There’s so much that can be said about Sam that it is really difficult to focus on one particular instance that had the most influence. But after watching the Return of the King, there is definitely one that comes to mind. After Sam is banished from the quest by Frodo (for supposedly eating all the lembas bread and wanting the ring for himself), Frodo and Smeagle venture into the Spider’s tunnels. Smeagle did this so the Spider would eat Frodo, and Smeagle could then take the ring for himself. As Sam is venturing back down the Stairs, he sees the lembas bread remains that Smeagle threw over the edge. This was the turning point for Sam, as he knew Smeagle had ulterior motives and would end up killing Frodo for the ring. Sam starts back up the Stairs to save Frodo. Sam gets there just in time to stop the Spider from eating Frodo (who is paralyzed at this point). He battles with the spider and eventually wins, defending Frodo for the time being. Unfortunately, some Orc come near, Sam hides, and they take Frodo’s body to their nearby tower and Sam follows. Once again, the Uruk-hai and Orc begin fighting among each other. Sam takes this opportunity to head up the tower and defeat a few foes before getting to Frodo just in time. Had Sam not gone back to help Frodo, and successfully fought off the Spider and Orc, Frodo would have never made it out alive and the ring would have not been destroyed – and worse, would have probably fallen right into the hands of the Enemy.


Since Frodo’s main purpose is to carry the ring and destroy it, it would make sense that this is his most important task. Frodo did not have as many “breakout” moments as the other hobbits in the movie. On the contrary, he slowly just became more and more corrupted by the ring and eventually tried to take the ring for himself while standing at the edge of the fires of Mt. Doom. However, against all odds and with the help of a few friends, Frodo was able to get the ring to Mordor and get the ring destroyed, ending the battle against Sauron and his forces – solidifying the victory for Man. Frodo was never suppose to make it to Mordor alive, much less actually destroy the ring, but he did it. And that’s the most important thing that could have been done.
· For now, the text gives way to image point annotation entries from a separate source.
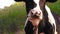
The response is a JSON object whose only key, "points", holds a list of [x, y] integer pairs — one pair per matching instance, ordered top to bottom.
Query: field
{"points": [[13, 18]]}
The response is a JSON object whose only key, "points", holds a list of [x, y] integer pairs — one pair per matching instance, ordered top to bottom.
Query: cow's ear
{"points": [[18, 0], [51, 0]]}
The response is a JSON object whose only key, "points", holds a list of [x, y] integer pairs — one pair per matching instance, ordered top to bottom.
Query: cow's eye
{"points": [[31, 13]]}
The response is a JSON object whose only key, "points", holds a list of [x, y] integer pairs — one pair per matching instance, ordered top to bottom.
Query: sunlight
{"points": [[6, 3]]}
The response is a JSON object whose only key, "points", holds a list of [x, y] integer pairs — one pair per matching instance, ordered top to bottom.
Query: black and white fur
{"points": [[50, 26]]}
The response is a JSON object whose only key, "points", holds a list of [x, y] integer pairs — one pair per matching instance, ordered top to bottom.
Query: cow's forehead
{"points": [[36, 1]]}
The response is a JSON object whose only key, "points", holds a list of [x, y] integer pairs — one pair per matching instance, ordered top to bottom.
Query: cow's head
{"points": [[30, 4]]}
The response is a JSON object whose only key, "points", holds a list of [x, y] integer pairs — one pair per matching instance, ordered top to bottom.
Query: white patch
{"points": [[37, 8], [51, 18]]}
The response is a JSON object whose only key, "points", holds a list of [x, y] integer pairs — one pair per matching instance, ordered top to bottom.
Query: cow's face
{"points": [[36, 10]]}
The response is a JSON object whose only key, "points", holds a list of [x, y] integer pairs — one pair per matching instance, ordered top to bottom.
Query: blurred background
{"points": [[13, 16]]}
When the Men of Gondor bow to the four hobbits at the end of the Return of the King, it is very much deserved. Their actions throughout the story single-handedly turned the tides of battle back into their favor and eventually ended the war. Had they not been successful with their respective tasks, Middle Earth would have surely been taken over by Sauron and his evil forces. Of course, many other characters had influence on the outcome of Middle Earth, but it is most certainly true that the smallest persons had the largest impact.